La Terapia

LA TERAPIA

La prima scelta è in genere la chirurgia che spesso riesce a curare definitivamente la malattia in fase iniziale. Si asporta il sospetto melanoma con un piccolo orletto di tessuto sano intorno. Lo si analizza poi al microscopio per essere certi della diagnosi, misurarne lo spessore e verificare che tutto attorno al tumore ci siano cellule normali (si parla di margini operatori liberi). Una volta che si è certi di aver asportato un melanoma e si è misurato il suo spessore, si può, a seconda dei casi, asportare ancora una porzione di tessuto sano la cui larghezza dipende dallo spessore del melanoma e in ogni caso non supera i 2 cm tutto
intorno al melanoma. In alcuni casi viene rimosso chirurgicamente anche il linfonodo “sentinella”, ovvero il linfonodo che riceve la linfa direttamente dal tumore.

Se si trovano cellule tumorali nel linfonodo sentinella, a seconda della loro quantità, si può procedere all’asportazione chirurgica di tutti i linfonodi dell’area interessata. Infine la chirurgia può essere utile per rimuovere eventuali metastasi isolate anche in altri organi.

La radioterapia viene utilizzata in genere per trattare metastasi singole di piccole dimensioni o per alleviare i sintomi. La chemioterapia  non è molto efficace, pertanto non viene utilizzata in prima linea. I farmaci immunoterapici, che stimolano il sistema immunitario ad agire contro il tumore, o i farmaci a bersaglio molecolare, che che inibiscono specifiche proteine mutate responsabili della moltiplicazione incontrollata delle cellule di melanoma (per esempio quelle nei geni BRAF, MEK o c-KIT), sono oggi i farmaci più attivi nella terapia del melanoma. Le terapie locoregionali consistono nel somministrare farmaci
in dosi particolarmente alte in aree che è possibile isolare dal resto dell’organismo, come per esempio gli arti (perfusione isolata di arto); oppure nel potenziare tramite passaggio locale di onde elettriche l’effetto di chemioterapici somministrati per via endovenosa (elettrochemioterapia).

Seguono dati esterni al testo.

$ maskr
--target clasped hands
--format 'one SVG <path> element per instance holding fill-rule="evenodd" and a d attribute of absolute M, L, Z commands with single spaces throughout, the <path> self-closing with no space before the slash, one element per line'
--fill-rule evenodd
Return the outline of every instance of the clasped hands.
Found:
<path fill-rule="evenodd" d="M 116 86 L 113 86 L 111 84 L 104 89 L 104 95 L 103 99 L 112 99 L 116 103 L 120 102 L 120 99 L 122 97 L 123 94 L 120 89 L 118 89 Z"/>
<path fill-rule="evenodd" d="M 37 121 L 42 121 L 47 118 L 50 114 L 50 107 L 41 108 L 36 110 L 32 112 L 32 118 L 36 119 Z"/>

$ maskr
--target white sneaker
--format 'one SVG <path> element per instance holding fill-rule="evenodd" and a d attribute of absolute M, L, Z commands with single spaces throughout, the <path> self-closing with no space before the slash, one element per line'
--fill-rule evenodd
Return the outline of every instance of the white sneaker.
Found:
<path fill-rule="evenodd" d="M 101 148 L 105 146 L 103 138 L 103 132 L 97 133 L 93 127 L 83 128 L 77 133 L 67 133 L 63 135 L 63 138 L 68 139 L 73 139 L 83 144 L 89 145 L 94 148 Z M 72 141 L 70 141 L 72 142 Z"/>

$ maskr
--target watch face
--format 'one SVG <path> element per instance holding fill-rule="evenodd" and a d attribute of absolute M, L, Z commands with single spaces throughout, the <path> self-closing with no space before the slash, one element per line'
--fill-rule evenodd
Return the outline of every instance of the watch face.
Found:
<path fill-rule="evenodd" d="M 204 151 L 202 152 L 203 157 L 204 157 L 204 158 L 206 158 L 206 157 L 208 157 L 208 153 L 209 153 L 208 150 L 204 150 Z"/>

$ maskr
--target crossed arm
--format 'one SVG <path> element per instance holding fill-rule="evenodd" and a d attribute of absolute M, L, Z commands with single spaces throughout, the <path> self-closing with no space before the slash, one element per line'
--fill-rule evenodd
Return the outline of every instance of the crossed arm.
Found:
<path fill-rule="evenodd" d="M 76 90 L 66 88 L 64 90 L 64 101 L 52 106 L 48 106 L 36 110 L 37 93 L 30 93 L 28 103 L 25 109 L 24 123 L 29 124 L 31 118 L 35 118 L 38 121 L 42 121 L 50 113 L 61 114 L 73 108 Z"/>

Ancora in fase di studio, i vaccini che sfruttano parti delle cellule di melanoma per scatenare l’azione del sistema immunitario contro la malattia, un po’ come avviene con i vaccini già da tempo in uso contro alcuni malattie virali, oppure sono virus modificati e in grado di penetrare solo nelle cellule di melanoma e distruggerle.